Clarksville, TN
Clarksville, Tennessee 2013
I had the honor last week of being in Clarksville Tennessee making a presentation of the Civil War 150 Pinhole Project to the Society of Tennessee Archivists.
The Society of Tennessee Archivists have been busy over the last few years collecting artifacts and oral histories from Tennesseans for the State’s Archive on the Civil War Sesquicentennial.
The Civil War 150 Pinhole Project and Society of Tennessee Archivists collided, so to speak, at Shiloh, Tennessee in 2012. I happen to meet archivists Lori Lockhart and Carol Roberts on the battlefield while working on the project and we quickly realized that we had similar goals.
The Society of Tennessee Archivists and archivists in general are interested in and practiced in the collection, archiving and storing of historical artifacts for future generations. My approach and the project’s collection of pinhole battlefield photographs, following the timeline of the sesquicentennial, piqued their interest.
Arriving in Clarksville prepared with a presentation and slide show of pinhole images for STA’s annual conference, I utilized my free time exploring Clarksville and middle Tennessee’s 19th century landscape with the pinhole cameras.
Clarksville and the Civil War
The State of Tennessee played an enormous role in the American Civil War. The state hosted more battles during the war then any other aside from Virginia. From the banks of the Mississippi at Memphis to Knoxville in the east evidence of the War can be found throughout the State.
Clarksville in the 1860’s was a vital communications and transportation center for the Confederacy. Situated at the confluence of the Cumberland and Red Rivers, Clarksville was a major producer of tobacco and agricultural goods but became an important source of iron, it’s local foundries producing cannon, artillery shells and musket balls for the Confederate army in the early days of the war. In the 1860s the Memphis, Clarksville and Louisville Railroad served the City; its old wood trestles still span the City’s waterways today.
Clarksville’s location at the confluence of the Cumberland and Red Rivers made it a strategic point during the war. The Confederates in preparing for the City’s defense constructed Fort Sevier, now called Fort Defiance, on a hill that commands the two rivers. Today the earthen walls of it’s fortifications are still plainly visible and is the site of Clarksville’s Civil War Interpretive Center at Fort Defiance.

Union Ironclads would have filled the view here in 1862. The banks of the Cumberland River at Fort Defiance in Clarksville TN, 2013.
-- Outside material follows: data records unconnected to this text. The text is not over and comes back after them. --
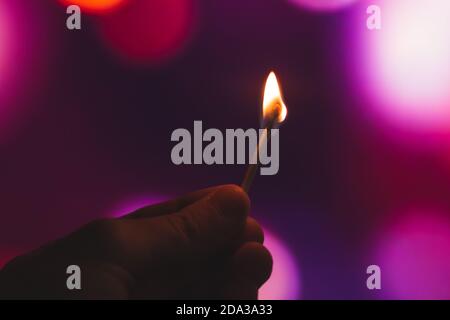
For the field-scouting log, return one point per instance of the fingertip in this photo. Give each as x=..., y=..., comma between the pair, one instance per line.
x=253, y=263
x=253, y=231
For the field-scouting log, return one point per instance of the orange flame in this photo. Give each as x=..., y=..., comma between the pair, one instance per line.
x=273, y=105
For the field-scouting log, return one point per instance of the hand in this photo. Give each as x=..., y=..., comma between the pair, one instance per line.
x=202, y=245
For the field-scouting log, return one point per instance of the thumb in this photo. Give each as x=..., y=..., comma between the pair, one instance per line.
x=214, y=222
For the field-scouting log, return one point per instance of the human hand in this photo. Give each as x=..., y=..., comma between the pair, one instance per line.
x=202, y=245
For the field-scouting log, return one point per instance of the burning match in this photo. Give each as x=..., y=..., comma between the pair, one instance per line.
x=273, y=114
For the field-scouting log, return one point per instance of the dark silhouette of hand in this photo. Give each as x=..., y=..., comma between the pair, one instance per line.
x=202, y=245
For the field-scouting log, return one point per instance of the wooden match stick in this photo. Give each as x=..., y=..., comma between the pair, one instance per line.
x=254, y=164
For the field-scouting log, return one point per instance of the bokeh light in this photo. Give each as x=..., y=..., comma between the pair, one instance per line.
x=323, y=5
x=21, y=61
x=148, y=31
x=414, y=256
x=284, y=283
x=95, y=6
x=405, y=66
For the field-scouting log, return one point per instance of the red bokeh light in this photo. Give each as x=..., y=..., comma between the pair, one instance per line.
x=95, y=6
x=148, y=31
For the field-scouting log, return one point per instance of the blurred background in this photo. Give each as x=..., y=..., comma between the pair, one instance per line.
x=86, y=118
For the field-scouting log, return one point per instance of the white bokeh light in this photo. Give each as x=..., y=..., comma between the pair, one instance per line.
x=406, y=64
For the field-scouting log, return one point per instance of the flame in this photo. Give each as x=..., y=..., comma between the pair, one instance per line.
x=273, y=105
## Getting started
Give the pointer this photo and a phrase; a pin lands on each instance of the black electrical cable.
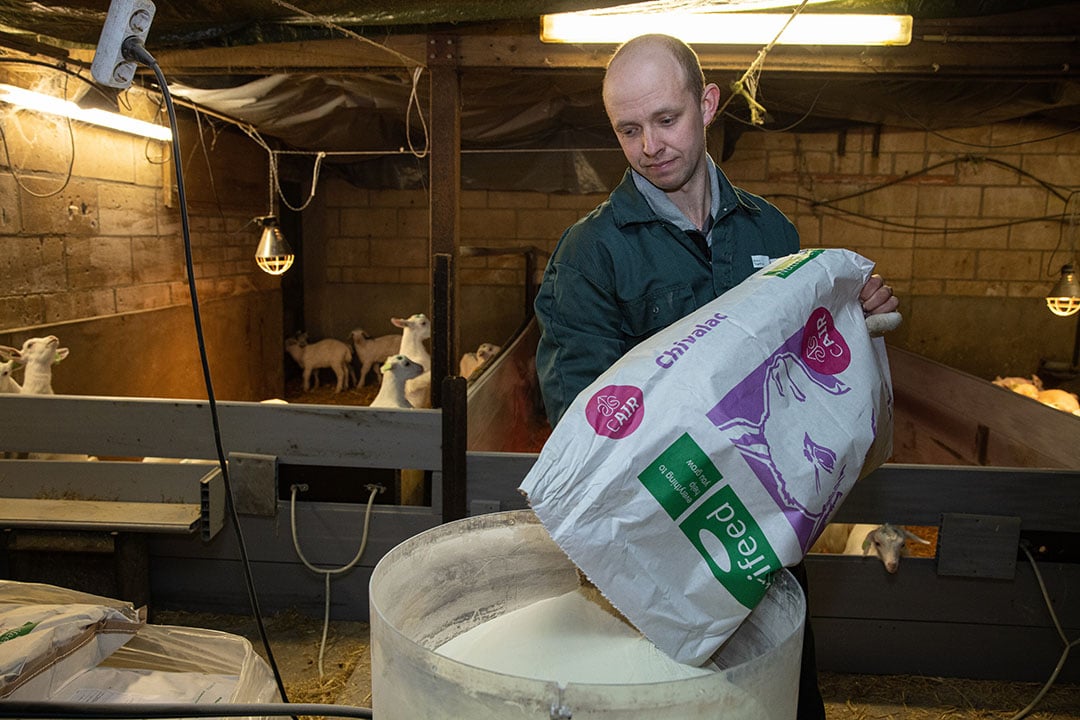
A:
(36, 709)
(133, 50)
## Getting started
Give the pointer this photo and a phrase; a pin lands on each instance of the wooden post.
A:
(445, 199)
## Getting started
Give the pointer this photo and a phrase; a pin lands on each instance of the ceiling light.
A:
(1064, 297)
(41, 103)
(617, 25)
(273, 254)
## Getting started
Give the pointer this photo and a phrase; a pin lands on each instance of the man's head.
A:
(659, 105)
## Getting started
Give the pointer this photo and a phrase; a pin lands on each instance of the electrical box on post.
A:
(126, 18)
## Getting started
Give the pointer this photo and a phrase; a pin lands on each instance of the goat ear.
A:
(912, 535)
(868, 541)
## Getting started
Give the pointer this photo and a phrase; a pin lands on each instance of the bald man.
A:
(672, 236)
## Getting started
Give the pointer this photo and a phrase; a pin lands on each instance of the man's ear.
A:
(710, 103)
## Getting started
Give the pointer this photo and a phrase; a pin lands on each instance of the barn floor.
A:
(295, 640)
(347, 676)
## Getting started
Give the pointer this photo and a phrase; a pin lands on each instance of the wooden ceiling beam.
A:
(932, 53)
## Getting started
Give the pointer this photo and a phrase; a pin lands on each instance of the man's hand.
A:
(877, 297)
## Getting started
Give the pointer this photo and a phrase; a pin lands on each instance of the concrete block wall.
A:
(92, 250)
(964, 225)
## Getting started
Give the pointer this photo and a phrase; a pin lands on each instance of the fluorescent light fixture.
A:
(41, 103)
(727, 28)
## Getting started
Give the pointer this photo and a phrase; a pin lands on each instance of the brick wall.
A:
(963, 223)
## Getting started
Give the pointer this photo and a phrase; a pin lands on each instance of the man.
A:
(672, 236)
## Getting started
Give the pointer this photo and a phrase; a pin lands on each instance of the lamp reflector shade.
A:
(1064, 297)
(273, 255)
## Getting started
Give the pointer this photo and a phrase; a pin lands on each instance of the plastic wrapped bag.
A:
(716, 451)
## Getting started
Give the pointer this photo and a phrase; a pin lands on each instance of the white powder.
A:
(566, 639)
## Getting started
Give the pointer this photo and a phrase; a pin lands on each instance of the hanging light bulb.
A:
(273, 255)
(1064, 297)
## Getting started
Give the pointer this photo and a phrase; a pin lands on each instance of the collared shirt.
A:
(623, 272)
(665, 209)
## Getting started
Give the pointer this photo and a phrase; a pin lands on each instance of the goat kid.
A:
(370, 351)
(329, 353)
(396, 371)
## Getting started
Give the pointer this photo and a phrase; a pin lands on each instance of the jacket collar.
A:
(630, 206)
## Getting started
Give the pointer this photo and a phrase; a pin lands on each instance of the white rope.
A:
(746, 85)
(332, 571)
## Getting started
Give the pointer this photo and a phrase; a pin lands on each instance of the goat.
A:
(329, 353)
(415, 330)
(38, 356)
(8, 383)
(373, 351)
(886, 541)
(396, 371)
(472, 362)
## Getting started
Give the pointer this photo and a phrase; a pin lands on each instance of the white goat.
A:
(415, 330)
(886, 541)
(329, 353)
(472, 362)
(373, 351)
(396, 371)
(38, 356)
(418, 390)
(8, 383)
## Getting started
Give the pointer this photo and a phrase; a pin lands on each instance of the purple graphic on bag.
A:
(774, 417)
(616, 411)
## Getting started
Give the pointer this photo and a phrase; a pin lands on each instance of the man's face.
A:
(659, 122)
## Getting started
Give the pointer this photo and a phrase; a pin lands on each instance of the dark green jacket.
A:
(621, 273)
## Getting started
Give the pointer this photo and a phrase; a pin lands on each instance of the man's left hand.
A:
(877, 297)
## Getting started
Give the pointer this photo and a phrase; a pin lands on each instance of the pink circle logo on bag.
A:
(616, 411)
(824, 349)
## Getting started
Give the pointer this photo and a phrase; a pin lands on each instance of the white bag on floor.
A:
(716, 451)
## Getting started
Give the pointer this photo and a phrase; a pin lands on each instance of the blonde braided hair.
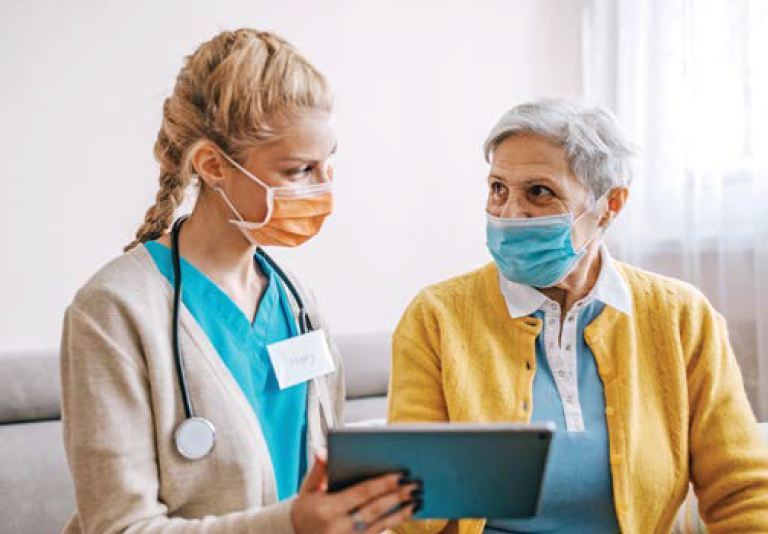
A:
(233, 90)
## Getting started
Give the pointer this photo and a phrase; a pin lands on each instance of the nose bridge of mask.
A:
(319, 200)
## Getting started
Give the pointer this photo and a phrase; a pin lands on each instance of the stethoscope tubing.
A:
(192, 422)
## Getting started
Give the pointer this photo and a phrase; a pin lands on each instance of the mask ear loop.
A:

Union gunboats and ironclads filled these rivers in 1862 capturing the fort and occupied Clarksville throughout the rest of the war. After the issuance of the Emancipation Proclamation in January 1863, Clarksville became a Federal recruitment center for the induction of free blacks and former slaves into the Union army.
Stones River Battlefield
I also had a chance, thanks to the Government Reopening!, to see the Battlefield at Stones River just south of Nashville in Murfreesboro, Tennessee. The Battle at Stones River or Murfreesboro, occurred on December 31st 1862 through January 2nd 1863. The three day battle at Stones River was the sixth bloodiest contest in the Civil War with a total of 24,000 casualties. The two western commanders, the Union’s William Rosecrans and the Confederacy’s Braxton Bragg, slugged it out here in Murfreesboro, a prelude to their fateful and more decisive meeting at Chickamauga, GA in September 1863.
The Battlefield at Stones River is wet and swampy with a collection of open fields and cedar forests dotted with distinctive limestone outcroppings.
A section of the forest here was dubbed, “The Slaughter Pen” the limestone rocks from which the soldiers fought are plainly visible today.

“The Slaughter Pen” limestone outcroppings amongst the cedars on the Battlefield at Stones River. 2013
A foggy morning mist seemed to heighten the somber, quiet feeling of this comparatively small and intimate battlefield.
The Stones River National Cemetery across the street from the Battlefield is a mournful replica of the National Cemeteries found in places like Shiloh and Gettysburg. Thousands of small white markers, worn over time, arrayed in unending rows. A sign along a path laments,
“The muffled drums sad roll has beat the soldiers last tattoo. No more on life’s parade shall meet that brave and fallen few”….
I made a point of thanking the Park Rangers at the Stones River Battlefield for their service and dedication through the recent government shutdown. I said, “Welcome back!” they retorted, “We never left….”
I love the National Park Service.
I would like to thank David Sowell, President of the Society of Tennessee Archivists, for his kind invitation to attend and present my work at their annual conference in Clarksville. Special thanks goes to archivists Lori Lockhart and Carol Roberts who have the designation of being the very first “fans” of the Civil War 150 Pinhole Project. Our fateful meeting at Shiloh led to this unexpected opportunity to travel back to Tennessee and further explore this wonderful state and it’s plethora of civil war history.